Lipman married Louis Mann not long after the two appeared together in Incog. In his 1912 memoir, Fifty Years in Theatrical Management, Michael Leavitt described his involvement in the couple’s eventual marriage as follows:

The year following the tour of the “Ineog” company, Mr. Mann came to me and entreated that I should tour Miss Lipman and himself, as co-stars in a new piece which he submitted to me. I was inclined to refuse, stating that I did not think the venture would be a financial success. “You’ve given others a chance, why don’t you give me one ?” urged Mann. When I still remained obdurate, he confided to me that he was anxious to marry Miss Lipman, and that he had been given hope of winning her providing he could make her a star. At last I yielded, and the piece was a success. At the close of the season, Mr. Mann was happily wedded to the girl of his choice, who has since been justified in his confidence in her by her becoming one of the favorite stars of legitimate drama. Mann, himself, is to-day among the first comedians of the American stage, and has frequently remarked to me that he owes, not alone his stellar honors, but his domestic happiness as well, to my generosity and good will.

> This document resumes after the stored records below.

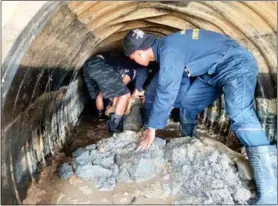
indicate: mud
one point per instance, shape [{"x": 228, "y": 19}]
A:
[
  {"x": 192, "y": 172},
  {"x": 107, "y": 170}
]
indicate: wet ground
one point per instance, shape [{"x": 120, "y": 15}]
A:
[{"x": 51, "y": 189}]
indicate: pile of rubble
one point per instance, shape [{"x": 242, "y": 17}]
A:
[{"x": 191, "y": 172}]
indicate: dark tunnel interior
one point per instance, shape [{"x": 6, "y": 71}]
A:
[{"x": 43, "y": 91}]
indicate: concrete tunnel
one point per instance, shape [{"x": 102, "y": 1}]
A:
[{"x": 44, "y": 45}]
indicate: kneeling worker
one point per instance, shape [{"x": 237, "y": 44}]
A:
[{"x": 106, "y": 76}]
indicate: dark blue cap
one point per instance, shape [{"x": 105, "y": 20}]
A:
[{"x": 137, "y": 39}]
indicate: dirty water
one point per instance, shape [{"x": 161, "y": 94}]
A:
[
  {"x": 51, "y": 189},
  {"x": 196, "y": 173}
]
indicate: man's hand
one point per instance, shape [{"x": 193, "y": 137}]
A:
[{"x": 146, "y": 140}]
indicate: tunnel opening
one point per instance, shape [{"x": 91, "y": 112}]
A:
[{"x": 43, "y": 91}]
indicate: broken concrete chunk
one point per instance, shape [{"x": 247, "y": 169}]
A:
[
  {"x": 145, "y": 170},
  {"x": 115, "y": 170},
  {"x": 83, "y": 158},
  {"x": 105, "y": 184},
  {"x": 90, "y": 171},
  {"x": 105, "y": 162},
  {"x": 78, "y": 152},
  {"x": 66, "y": 171},
  {"x": 179, "y": 156},
  {"x": 159, "y": 142},
  {"x": 123, "y": 198},
  {"x": 124, "y": 176},
  {"x": 91, "y": 147}
]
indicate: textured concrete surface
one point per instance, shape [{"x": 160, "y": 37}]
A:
[
  {"x": 45, "y": 45},
  {"x": 191, "y": 171}
]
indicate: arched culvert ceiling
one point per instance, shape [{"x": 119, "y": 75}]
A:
[{"x": 42, "y": 88}]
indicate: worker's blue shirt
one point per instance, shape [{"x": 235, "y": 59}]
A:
[
  {"x": 186, "y": 53},
  {"x": 125, "y": 66}
]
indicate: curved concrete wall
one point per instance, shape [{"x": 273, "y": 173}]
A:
[{"x": 44, "y": 48}]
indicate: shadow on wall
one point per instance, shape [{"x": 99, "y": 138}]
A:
[{"x": 41, "y": 109}]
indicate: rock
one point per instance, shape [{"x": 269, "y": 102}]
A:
[
  {"x": 152, "y": 191},
  {"x": 167, "y": 189},
  {"x": 78, "y": 152},
  {"x": 159, "y": 142},
  {"x": 91, "y": 147},
  {"x": 105, "y": 184},
  {"x": 66, "y": 171},
  {"x": 179, "y": 156},
  {"x": 123, "y": 198},
  {"x": 133, "y": 121},
  {"x": 105, "y": 162},
  {"x": 83, "y": 158},
  {"x": 90, "y": 171},
  {"x": 115, "y": 170},
  {"x": 145, "y": 170},
  {"x": 124, "y": 176},
  {"x": 86, "y": 190}
]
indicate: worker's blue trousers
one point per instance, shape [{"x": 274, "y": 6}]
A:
[{"x": 238, "y": 90}]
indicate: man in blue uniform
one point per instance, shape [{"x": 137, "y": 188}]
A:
[{"x": 218, "y": 64}]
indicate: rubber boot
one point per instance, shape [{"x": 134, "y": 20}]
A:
[
  {"x": 100, "y": 115},
  {"x": 264, "y": 163},
  {"x": 187, "y": 125},
  {"x": 115, "y": 123}
]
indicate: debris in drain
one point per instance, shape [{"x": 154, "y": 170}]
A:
[{"x": 191, "y": 171}]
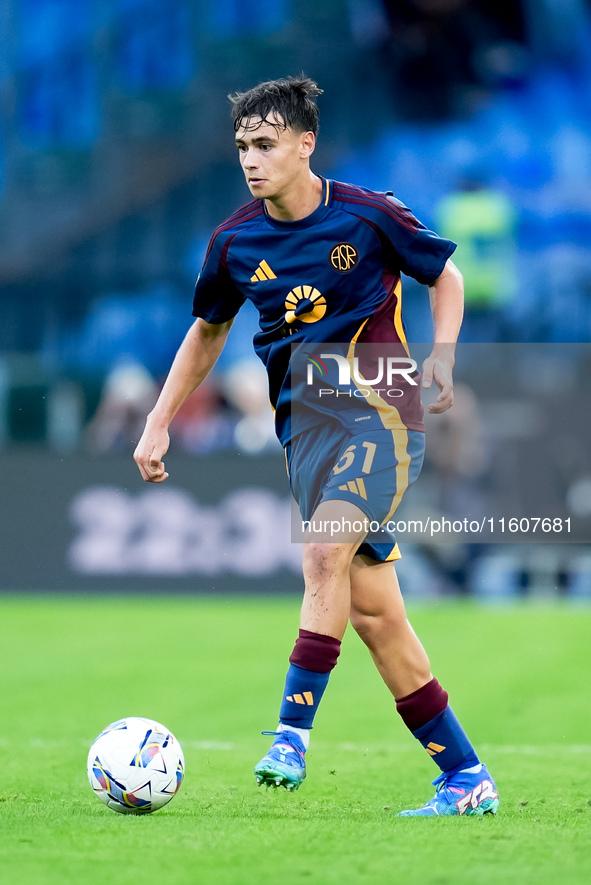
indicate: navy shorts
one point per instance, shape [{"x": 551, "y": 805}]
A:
[{"x": 371, "y": 470}]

Lipman and her husband were probably best remembered by audiences of the day for their performances in The Laughing Girl, The Strange Adventures of Mrs. Brown, The Girl from Paris, The Telephone Girl and All on Account of Eliza. She also found success as the author of some twenty-two plays, twelve in collaboration with the playwright Samuel Shipman. Several of her plays were produced on Broadway with Elevating a Husband achieving the most success in 1912 with a run of 120 performances. Lipman and Mann’s last appearance on Broadway came in 1927 playing Madame Nina de Poulet and Karl Kraft in the dramatic comedy, That French Lady.

Lipman died on June 22, 1952, at her residence in New York City. She lost her husband in 1931 and at the time of her death the only surviving close relative mentioned in her New York Times obituary was the daughter of a sister.